No dia 22, continuando o Excelentíssimo General em Tavira a dar todas as disposições militares de defesa e de política para a tranquilização dos Povos, correu notícia de que a grande coluna de Maransin caminhava contra esta cidade, para o que determinou ao Capitão José Ribeiro Lopes [que] fosse indagar e realizar esta notícia, o qual, chegando até à Conceição [de Tavira], uma légua distante, voltou desfazendo o rumor público. Ao mesmo tempo, os Paisanos das serras tomaram parte da bagagem do inimigo que passava pelas mesmas serras, conduzindo-a à dita cidade, que ficando tranquilizada pelas notícias do sobredito João Ribeiro Lopes, se amotinou na noite de 23, por se dizer que três mil homens estavam na distância de duas léguas e meia. Continuando a vogar esta notícia, o Excelentíssimo General determinou [que] se tirassem cem espingardas de todos os corpos, para se formar um destacamento de reforço para o sítio do Almargem, onde já havia uma pequena guarda avançada, com duas peças de artilharia que tinham ido de Faro. Apesar da maior exacção na execução desta ordem, incumbida ao dito Capitão José Ribeiro Lopes, apenas se puderam descobrir sessenta espingardas, com as quais formou a guarda de reforço comandada pelo Capitão Francisco de Paula Soares. Nesta ocasião, assim como em todas as outras antecedentes, foi geral o entusiasmo em todo o Povo de Tavira, bem como se manifestou no de Faro e nas mais terras ameaçadas pelo inimigo, concorrendo igualmente todas as classes de cidadãos com extraordinário zelo e inflamado patriotismo para a defesa da Pátria e restauração da legítima Soberania da Augustíssima Casa de Bragança. Enquanto porém o Povo, com o Excelentíssimo General à sua testa, se dispunha para repelir o inimigo, pelas exactas averiguações que depois se fizeram, se soube que ele tinha passado mais alto, temendo o Povo levantado em massa, e os ingleses que ali se supunham; motivo porque passaram à serra e se encaminharam a Mértola, desamparando todo o Algarve. 
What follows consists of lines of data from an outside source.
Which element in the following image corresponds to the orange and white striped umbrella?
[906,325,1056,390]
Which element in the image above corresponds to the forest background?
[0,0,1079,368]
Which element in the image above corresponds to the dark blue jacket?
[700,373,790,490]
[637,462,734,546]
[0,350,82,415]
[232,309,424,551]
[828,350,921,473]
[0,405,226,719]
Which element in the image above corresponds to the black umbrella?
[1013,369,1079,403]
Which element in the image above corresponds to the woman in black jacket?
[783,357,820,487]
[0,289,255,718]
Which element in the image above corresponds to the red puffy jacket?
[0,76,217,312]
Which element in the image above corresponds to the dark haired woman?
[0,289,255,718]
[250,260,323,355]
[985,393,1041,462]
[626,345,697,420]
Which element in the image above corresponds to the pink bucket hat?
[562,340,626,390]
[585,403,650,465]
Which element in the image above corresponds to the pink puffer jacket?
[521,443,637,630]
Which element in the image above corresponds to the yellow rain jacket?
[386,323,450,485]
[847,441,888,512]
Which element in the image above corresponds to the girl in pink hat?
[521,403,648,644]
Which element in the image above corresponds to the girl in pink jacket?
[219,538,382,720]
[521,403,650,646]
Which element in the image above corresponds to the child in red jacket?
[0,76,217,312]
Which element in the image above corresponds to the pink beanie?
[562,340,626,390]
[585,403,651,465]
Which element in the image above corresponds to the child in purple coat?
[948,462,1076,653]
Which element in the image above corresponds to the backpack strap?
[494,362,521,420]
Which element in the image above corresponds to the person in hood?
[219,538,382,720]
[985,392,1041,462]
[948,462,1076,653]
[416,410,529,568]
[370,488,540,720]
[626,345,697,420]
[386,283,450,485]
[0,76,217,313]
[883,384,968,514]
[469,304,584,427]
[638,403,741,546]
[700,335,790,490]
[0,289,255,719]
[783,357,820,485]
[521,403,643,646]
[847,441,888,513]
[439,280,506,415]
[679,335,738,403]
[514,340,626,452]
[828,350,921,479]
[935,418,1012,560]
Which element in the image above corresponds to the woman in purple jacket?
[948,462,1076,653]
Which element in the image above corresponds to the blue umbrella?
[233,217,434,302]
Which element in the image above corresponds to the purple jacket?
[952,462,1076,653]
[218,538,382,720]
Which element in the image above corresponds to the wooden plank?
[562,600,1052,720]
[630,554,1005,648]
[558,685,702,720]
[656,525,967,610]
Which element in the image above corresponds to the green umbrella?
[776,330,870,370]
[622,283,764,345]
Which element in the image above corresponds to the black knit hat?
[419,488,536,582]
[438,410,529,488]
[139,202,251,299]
Desta sorte, e tão gloriosamente livre já do poder do inimigo Tavira e todo o Reino do Algarve, e havendo-se por todas as terras dele reclamado o saudoso e Augusto nome da Rainha Nossa Senhora e do Príncipe Regente Nosso Senhor, cuidou logo o Excelentíssimo General na defesa e segurança do Reino, mandando todos os Governadores e Chefes dos Regimentos da primeira e segunda linha que organizassem prontamente os seus corpos, e aprontassem as armas que os franceses tinham inutilizado. Enviou o marítimo Nicolau Martins do Rego a pedir auxílio de armas e munições ao Governador de Gibraltar, o qual trouxe da dita Praça, no dia 26, setecentas espingardas, quatrocentas arrobas de pólvora, uns caixotes de balas e um barril de pederneiras, as quais espingardas, [juntamente] com oitocentas que no dia antecedente havia entregado o Capitão Sebastião Martins Mestre, que recebera da Junta de Sevilha, fez distribuir com prontidão pela Tropa e Milícias do Algarve, mandando um maior número delas para a vila de Castro Marim, por estar mais exposta. Igualmente fez remeter para a aldeia de Cachopo grande quantidade de munições, onde se levantou uma Companhia de Caçadores voluntários, todos daquele sítio, que sendo comandados por dois Capitães de Milícias, se encarregou o Tenente António Fernando da Guarda de os instruir sobre todas as coisas relativas à defesa. Ordenou ao Capitão João Ribeiro Lopes [que] chamasse o Engenheiro que achasse mais capaz para o incumbir da segurança da serra de Tavira, e persuadindo-se que as qualidades requeridas se davam no Capitão António Vaz Velho, foi este encarregado dela, o que cumpriu com a maior actividade e inteligência, postando guardas em todos os lugares mais susceptíveis de defesa, e convocando para este efeito os Caçadores da mesma serra, a quem instruiu nas suas obrigações. Além destas providências, deu finalmente o Excelentíssimo General ainda outras muitas, as mais bem acertadas e próprias das actuais circunstâncias. 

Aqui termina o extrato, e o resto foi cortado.